Tag: golang

  • Optimizing CGO handles

    Optimizing CGO handles

    I work on FrankenPHP quite a bit, which is a PHP SAPI written in Go. For the uninitiated, PHP is written in C, so FrankenPHP uses cgo to interface with PHP. This also means that it uses Handles.

    Just to give you a bit of a background on Handles and what they are used for: in cgo, you can’t pass pointers back and forth between C and Go. This is because the memory locations are likely to change during runtime. So, Go provides “Handles” that are a map between a number and a Go interface. Thus, if you want to pass something to C, then when it gets passed back to Go, we can look up that handle using the number and get the Go value.

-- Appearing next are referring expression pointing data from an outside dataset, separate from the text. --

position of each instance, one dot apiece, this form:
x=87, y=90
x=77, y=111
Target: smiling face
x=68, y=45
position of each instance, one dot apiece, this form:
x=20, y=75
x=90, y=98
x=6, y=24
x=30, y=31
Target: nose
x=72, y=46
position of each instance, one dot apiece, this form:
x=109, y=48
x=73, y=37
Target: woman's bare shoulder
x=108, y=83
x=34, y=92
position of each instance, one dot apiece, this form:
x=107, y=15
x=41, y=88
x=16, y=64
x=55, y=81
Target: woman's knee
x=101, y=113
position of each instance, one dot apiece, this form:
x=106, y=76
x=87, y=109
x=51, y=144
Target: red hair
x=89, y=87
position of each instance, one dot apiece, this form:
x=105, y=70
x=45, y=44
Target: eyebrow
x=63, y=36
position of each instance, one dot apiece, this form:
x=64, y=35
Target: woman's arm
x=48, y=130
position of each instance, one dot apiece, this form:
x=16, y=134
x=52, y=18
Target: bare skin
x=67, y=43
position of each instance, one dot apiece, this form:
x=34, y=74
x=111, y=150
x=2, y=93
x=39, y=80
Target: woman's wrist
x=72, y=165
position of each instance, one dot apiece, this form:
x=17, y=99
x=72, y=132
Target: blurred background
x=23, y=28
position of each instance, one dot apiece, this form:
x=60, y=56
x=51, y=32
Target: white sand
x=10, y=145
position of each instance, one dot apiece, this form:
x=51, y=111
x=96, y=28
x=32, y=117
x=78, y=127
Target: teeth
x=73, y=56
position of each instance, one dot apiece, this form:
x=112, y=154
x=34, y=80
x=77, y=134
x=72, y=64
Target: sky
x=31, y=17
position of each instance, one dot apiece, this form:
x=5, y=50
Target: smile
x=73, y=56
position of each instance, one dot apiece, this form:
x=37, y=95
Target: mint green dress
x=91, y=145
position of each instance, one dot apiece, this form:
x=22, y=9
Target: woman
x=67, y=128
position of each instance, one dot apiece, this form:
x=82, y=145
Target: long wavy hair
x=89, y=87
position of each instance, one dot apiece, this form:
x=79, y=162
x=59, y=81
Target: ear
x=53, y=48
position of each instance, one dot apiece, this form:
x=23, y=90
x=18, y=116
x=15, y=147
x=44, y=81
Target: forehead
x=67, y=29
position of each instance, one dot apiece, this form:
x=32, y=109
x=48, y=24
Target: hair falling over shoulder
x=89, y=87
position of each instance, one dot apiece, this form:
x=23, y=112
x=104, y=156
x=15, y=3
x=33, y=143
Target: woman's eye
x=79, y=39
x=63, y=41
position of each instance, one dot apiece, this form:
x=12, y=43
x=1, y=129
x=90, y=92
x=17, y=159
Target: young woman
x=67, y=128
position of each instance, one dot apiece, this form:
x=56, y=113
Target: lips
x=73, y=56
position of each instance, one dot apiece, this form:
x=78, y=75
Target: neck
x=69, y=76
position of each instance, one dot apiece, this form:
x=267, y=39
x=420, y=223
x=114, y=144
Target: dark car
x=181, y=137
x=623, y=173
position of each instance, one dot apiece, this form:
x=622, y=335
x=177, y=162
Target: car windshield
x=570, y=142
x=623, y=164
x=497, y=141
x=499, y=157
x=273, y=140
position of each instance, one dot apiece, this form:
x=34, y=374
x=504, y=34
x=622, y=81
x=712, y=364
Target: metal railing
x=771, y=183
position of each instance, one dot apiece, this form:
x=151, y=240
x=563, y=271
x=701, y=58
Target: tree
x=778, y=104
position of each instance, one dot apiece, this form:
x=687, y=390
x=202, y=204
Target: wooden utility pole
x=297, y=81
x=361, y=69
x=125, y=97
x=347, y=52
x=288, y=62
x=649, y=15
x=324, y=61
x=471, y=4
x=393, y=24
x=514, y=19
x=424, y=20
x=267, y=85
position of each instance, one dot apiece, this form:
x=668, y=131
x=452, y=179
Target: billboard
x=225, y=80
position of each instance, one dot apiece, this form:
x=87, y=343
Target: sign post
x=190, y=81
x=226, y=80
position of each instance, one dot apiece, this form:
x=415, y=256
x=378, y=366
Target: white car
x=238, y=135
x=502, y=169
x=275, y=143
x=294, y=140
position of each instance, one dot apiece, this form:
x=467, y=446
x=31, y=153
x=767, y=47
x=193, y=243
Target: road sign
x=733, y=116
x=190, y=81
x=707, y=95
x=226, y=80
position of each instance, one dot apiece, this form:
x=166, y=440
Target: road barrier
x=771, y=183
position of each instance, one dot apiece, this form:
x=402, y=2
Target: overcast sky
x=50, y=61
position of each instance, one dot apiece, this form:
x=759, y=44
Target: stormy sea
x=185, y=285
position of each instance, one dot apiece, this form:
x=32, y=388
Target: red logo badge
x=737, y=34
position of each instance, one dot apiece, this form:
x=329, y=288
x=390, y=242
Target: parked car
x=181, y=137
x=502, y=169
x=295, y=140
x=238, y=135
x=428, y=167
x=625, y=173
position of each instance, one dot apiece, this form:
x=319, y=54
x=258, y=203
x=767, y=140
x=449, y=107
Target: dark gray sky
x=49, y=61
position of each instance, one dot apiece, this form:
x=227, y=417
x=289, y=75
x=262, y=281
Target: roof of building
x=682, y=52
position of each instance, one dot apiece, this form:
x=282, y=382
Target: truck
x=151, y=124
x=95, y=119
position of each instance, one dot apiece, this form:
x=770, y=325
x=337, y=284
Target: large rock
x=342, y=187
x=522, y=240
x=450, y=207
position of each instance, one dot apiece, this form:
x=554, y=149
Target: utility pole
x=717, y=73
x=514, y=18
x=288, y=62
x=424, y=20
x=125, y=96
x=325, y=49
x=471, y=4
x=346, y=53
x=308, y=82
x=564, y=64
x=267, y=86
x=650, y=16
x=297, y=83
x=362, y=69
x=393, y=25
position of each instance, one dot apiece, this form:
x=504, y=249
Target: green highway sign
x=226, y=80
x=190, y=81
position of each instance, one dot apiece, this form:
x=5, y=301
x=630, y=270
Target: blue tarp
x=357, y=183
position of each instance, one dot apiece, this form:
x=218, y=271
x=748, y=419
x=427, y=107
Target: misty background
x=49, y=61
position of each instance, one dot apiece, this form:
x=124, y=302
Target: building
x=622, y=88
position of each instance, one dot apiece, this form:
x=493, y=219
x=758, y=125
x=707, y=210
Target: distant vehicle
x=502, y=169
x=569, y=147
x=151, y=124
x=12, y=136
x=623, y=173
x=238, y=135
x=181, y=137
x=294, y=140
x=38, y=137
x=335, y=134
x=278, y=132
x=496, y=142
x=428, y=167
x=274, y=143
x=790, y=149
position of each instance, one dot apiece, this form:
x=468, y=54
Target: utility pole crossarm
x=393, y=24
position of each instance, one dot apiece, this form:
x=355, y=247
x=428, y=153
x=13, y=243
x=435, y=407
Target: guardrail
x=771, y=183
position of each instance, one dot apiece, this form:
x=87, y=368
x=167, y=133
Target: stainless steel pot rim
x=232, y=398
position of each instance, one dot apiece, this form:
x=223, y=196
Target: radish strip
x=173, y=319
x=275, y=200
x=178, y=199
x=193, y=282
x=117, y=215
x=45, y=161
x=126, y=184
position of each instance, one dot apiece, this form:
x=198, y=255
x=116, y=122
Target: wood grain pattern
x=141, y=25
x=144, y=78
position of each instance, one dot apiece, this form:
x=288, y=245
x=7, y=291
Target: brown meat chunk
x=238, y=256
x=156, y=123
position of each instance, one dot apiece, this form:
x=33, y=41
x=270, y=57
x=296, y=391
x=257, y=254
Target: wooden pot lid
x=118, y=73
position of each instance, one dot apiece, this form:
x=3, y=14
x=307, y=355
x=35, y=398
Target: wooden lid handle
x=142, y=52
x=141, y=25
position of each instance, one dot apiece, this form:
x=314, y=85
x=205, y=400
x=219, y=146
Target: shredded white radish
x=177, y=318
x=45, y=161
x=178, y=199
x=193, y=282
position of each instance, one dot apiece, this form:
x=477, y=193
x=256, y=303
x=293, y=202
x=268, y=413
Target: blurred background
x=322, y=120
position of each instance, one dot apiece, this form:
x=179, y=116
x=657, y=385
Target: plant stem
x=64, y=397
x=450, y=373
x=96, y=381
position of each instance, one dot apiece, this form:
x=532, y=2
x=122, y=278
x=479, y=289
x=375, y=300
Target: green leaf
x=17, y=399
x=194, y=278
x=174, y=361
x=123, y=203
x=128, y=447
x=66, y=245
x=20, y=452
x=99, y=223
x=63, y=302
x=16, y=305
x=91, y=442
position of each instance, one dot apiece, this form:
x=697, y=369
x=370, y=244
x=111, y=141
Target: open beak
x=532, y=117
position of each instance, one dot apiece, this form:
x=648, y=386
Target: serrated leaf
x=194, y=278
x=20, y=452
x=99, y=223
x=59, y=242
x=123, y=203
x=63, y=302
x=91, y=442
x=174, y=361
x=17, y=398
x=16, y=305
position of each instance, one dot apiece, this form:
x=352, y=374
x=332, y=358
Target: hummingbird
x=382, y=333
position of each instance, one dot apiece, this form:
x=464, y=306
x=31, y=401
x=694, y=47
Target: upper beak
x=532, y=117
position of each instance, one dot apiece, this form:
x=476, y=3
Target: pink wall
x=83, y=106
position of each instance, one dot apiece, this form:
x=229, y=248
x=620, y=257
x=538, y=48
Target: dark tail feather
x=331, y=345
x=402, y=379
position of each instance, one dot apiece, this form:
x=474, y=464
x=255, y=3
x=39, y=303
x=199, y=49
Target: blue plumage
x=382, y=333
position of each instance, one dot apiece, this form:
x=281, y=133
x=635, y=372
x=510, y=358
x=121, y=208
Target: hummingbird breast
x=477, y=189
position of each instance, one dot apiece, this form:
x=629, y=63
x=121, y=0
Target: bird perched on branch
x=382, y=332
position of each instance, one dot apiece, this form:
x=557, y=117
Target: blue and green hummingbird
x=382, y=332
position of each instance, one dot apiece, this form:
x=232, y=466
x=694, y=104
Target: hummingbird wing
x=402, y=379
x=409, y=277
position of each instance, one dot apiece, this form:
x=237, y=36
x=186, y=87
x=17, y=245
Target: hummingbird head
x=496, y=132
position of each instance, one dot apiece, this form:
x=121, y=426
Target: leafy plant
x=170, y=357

    In essence, this works “good enough” for most applications. The only issue is that it uses a sync.Map under the hood. This means that if we receive 1,000 requests at exactly the same time, we can only process them one at a time. Granted, the current implementation of sync.Map is quite fast… so, can we improve it?

    First, let’s get an idea of how fast it currently is by performing a benchmark. There is only one problem with Go’s current benchmarks: they don’t really show concurrent performance.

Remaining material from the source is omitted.